Weil alles, offen gestanden, doch etwas aufwändiger als zack fertig ist, hier mein Rezept für Okonomiyaki im Detail:
Zutaten (für 4 große Pfannkuchen)
50 g Dinkelvollkornmehl, 50 g Dinkelmehl (1050), 50 g Buchweizenmehl, 375 ml frische Vollmilch, 4 Eier (M/L), 1 gehäufter TL Sesamsamen (geschält), 1 kleiner Spitzkohl, 1 Karotte, 1 kl. Pastinake, 50 g Ingwer (Stück), Butter, Sesamöl, 1 Msp. Salz, Muskatnuss, Pfeffer. Für das Dressing: 2 TL Meerrettich- oder 1 TL Wasabipaste, 3 EL Saure Sahne, 1 TL Honig, 1 EL Apfelessig, 2 EL Gemüsebrühe, Salz.
Spitzkohl waschen und ramponierte äußere Blätter wegpflücken. Da gute Stück halbieren und und den Strunk herausschneiden. Hälften nochmals halbieren und in dünne Streifen schneiden. In einen großen Topf geben, 4 EL Wasser dazu und bei geringer Hitze im zugedeckten Top garen bis das Volumen des Kohls um die Hälfte zusammengefallen ist. Möhren und Pastinake raspeln, Ingwerstück schälen und fein reiben. Alles zusammen mit einem Stich Butter zum Kohl geben, vermengen und gut fünf Minuten zusammen ziehen lassen. Vom Herd nehmen, salzen und auf Zimmertemperatur abkühlen lassen.
Eigelb und Eiweiß trennen. Zum Eigelb das Mehl, die Milch, Salz und eine Prise frisch geriebene Muskatnuss in eine große Schüssel geben und geduldig zu einer homogenen Masse verrühren. Sesam bei milder Hitze in einem kleinen Topf ohne jegliche Fettzugabe leicht anrösten und dazugeben. Eiweiß zu festem Eischnee aufschlagen und behutsam in die Teigmasse einarbeiten, damit ein schöner, voluminöser Teig entsteht. Anschließend, ebenso vorsichtig, die Gemüse unterziehen.
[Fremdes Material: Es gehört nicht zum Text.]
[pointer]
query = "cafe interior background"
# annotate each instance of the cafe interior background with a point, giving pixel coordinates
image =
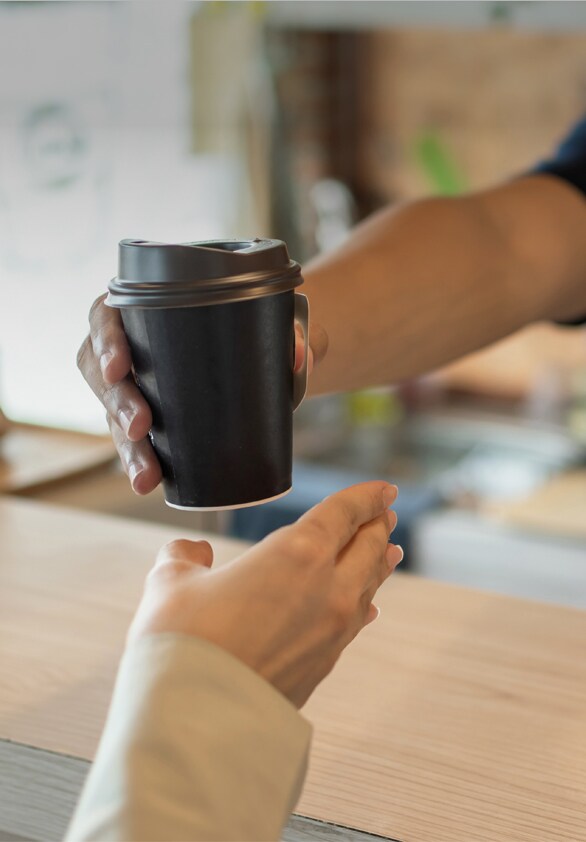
(186, 120)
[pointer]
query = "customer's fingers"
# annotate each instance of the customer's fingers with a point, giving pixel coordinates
(363, 565)
(109, 341)
(138, 460)
(336, 520)
(184, 554)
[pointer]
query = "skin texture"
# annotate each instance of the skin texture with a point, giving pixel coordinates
(415, 286)
(288, 606)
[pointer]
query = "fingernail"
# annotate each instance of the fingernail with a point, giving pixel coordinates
(126, 417)
(105, 360)
(134, 469)
(391, 555)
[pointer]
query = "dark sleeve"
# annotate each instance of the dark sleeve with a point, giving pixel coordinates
(569, 160)
(569, 163)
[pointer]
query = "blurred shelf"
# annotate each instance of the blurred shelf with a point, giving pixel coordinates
(33, 457)
(546, 15)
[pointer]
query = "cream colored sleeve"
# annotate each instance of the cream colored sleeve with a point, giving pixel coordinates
(196, 747)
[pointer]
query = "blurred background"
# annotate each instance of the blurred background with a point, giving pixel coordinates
(179, 121)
Alles Zutaten für die Sauce in eine kleine Rührschüssel geben und vermegen. Chose abschmecken und gegebenenfalls mit Süße, Schärfe, Salz oder Säure nachsteuern. Meine Mengenangaben sind ohnehin nur als grobe Orientierung zu verstehen, denn bei jeder Sauce bzw. jedem Dressing bastele ich hinten raus so lange an der Feinabstimmung herum, dass ich nachher nicht mehr genau weiß, wieviel wovon am Ende drin ist. Sehen Sie es mir nach.
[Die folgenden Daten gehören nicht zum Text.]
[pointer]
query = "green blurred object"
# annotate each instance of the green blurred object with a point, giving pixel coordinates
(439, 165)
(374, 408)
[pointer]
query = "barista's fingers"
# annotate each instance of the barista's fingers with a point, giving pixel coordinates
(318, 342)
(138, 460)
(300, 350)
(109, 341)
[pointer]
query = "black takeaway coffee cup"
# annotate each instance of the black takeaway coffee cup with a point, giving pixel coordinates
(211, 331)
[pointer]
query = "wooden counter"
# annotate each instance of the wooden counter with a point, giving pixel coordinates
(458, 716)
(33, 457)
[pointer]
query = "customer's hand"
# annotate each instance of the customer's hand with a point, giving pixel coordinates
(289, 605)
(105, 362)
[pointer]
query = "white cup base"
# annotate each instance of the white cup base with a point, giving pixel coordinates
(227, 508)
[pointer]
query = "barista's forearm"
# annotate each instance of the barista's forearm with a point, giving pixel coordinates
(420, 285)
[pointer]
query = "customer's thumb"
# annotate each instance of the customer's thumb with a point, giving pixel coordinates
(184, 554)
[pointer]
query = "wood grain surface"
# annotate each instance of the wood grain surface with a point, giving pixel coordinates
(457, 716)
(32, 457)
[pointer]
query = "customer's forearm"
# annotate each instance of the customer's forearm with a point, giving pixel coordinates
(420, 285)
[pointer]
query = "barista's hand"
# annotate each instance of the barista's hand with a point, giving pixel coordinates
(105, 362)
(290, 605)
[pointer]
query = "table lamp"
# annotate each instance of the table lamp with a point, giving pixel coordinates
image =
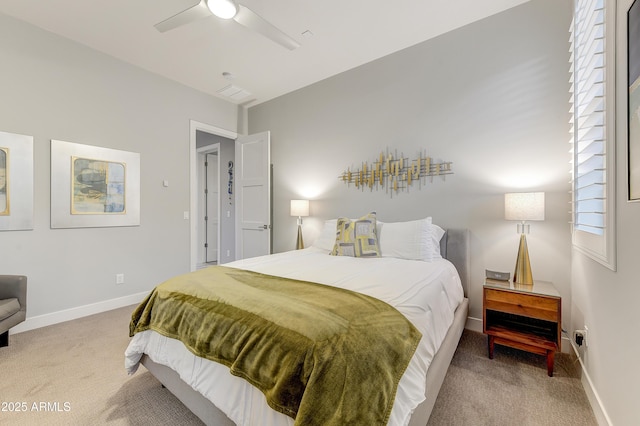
(523, 206)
Butter mit ein paar Spritzern geröstetem Sesamöl in eine Pfanne geben und bei knapp unter mittlerer Hitze flüssig werden lassen. Mit einer großen Schöpfkelle den Teig portionsweise in die Pfanne geben (ca. 2 Kellen pro Pfannkuchen) und so lange offen backen, bis auf der Oberfläche kein flüssiger Teig mehr steht und der feuchte Glanz einem matten Schimmer gewichen ist. Dann den Pfannkuchen – wenn nötig – vorsichtig losrütteln und per Überschlag wenden. Alternativ geht’s natürlich auch mit dem Pfannenwender, wobei die Unfallgefahr hierbei ebenfalls nicht zu unterschätzen ist.
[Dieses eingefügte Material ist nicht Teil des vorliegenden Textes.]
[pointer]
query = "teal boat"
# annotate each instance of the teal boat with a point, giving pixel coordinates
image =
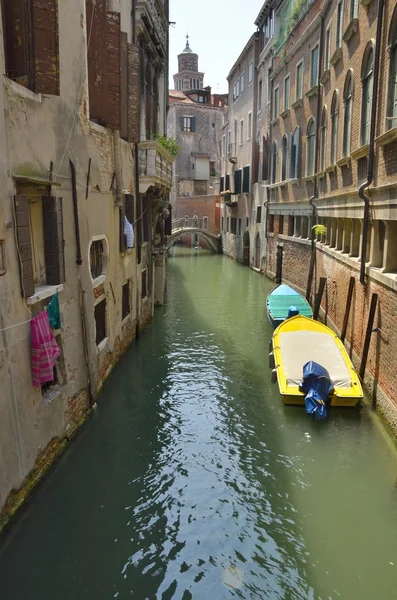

Pfannkuchen vierteln und mit Dressing betupft servieren. Gleich den nächsten Okonomiyaki in die Pfanne geben, der in Ruhe backen kann, während man das erste Viertel vertilgt. Das Ganze drei Mal wiederholen bis die Tischgenossinnen und -genossen pappsatt auf ihre Bäuche klopfen.